14 DAY TRIAL // An undocumented administrative account with a default password was discovered in the HP StorageWorks P2000 G3 MSA network storage solution, putting all such devices at risk of unauthorized access.
This model normally comes with an account called "manage" (password "!manage") for customers to customize and use.
However, it was discovered that a default account called "admin" with password "!admin" also exists on the device and, according to the H Security, it doesn't appear in the user manager and cannot be deleted.

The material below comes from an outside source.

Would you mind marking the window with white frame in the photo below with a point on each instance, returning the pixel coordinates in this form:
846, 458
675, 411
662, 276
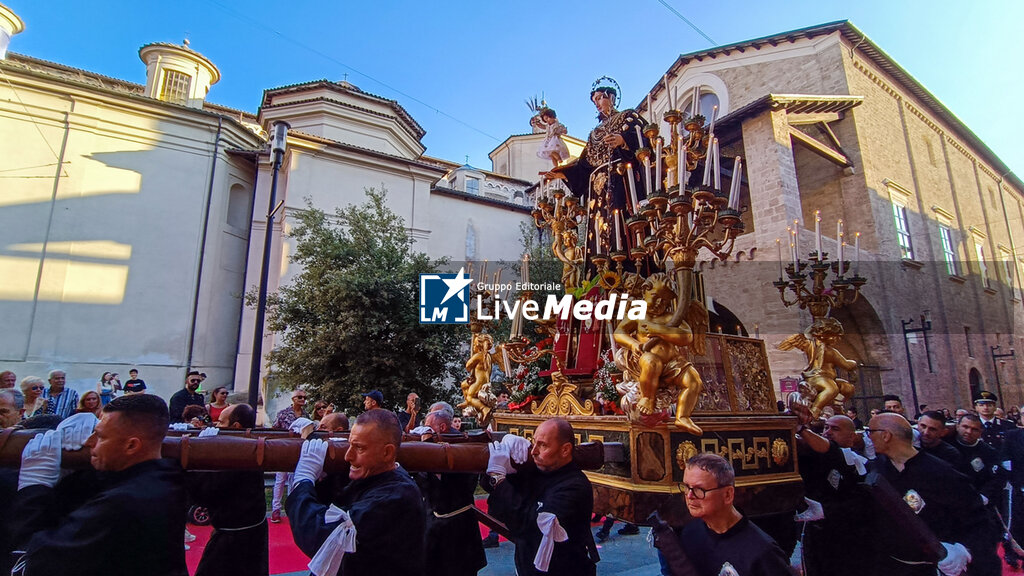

The "admin" user has permissions to modify the equipment's settings or the operating system and given that most people don't know of its presence, it puts devices at risk.
HP confirmed the problem and said that this service administrator account "has necessary privileges that are used by internal processes running on the array."
Fortunately, it looks like the password can be modified. "If the 'admin' account raises a security concern, [it's] password can be modified by using the Command Line Interface (CLI), through telnet or SSH, to change the default password," the company wrote in an advisory.
This is pretty straightforward and involves issuing the "set password" command after logging in as "admin" via the command line.
"The practice of embedding hardcoded passwords, as demonstrated in this most recent HP storage device example, is not only commonplace, but extremely risky," Shlomi Dinoor, vice president of emerging technologies at identity management solutions provider Cyber-Ark Software, told SecurityWeek.
"So too is the practice of attempting to ship systems with 'hidden' admin users, but in this age of openness, nothing is hidden, and vendors should know that," he added.
One example of how things can go wrong when implementing default hidden passwords is the notorious Stuxnet industrial espionage worm, which makes use of a hardcoded access code to read information from the database of Siemens WinCC SCADA systems.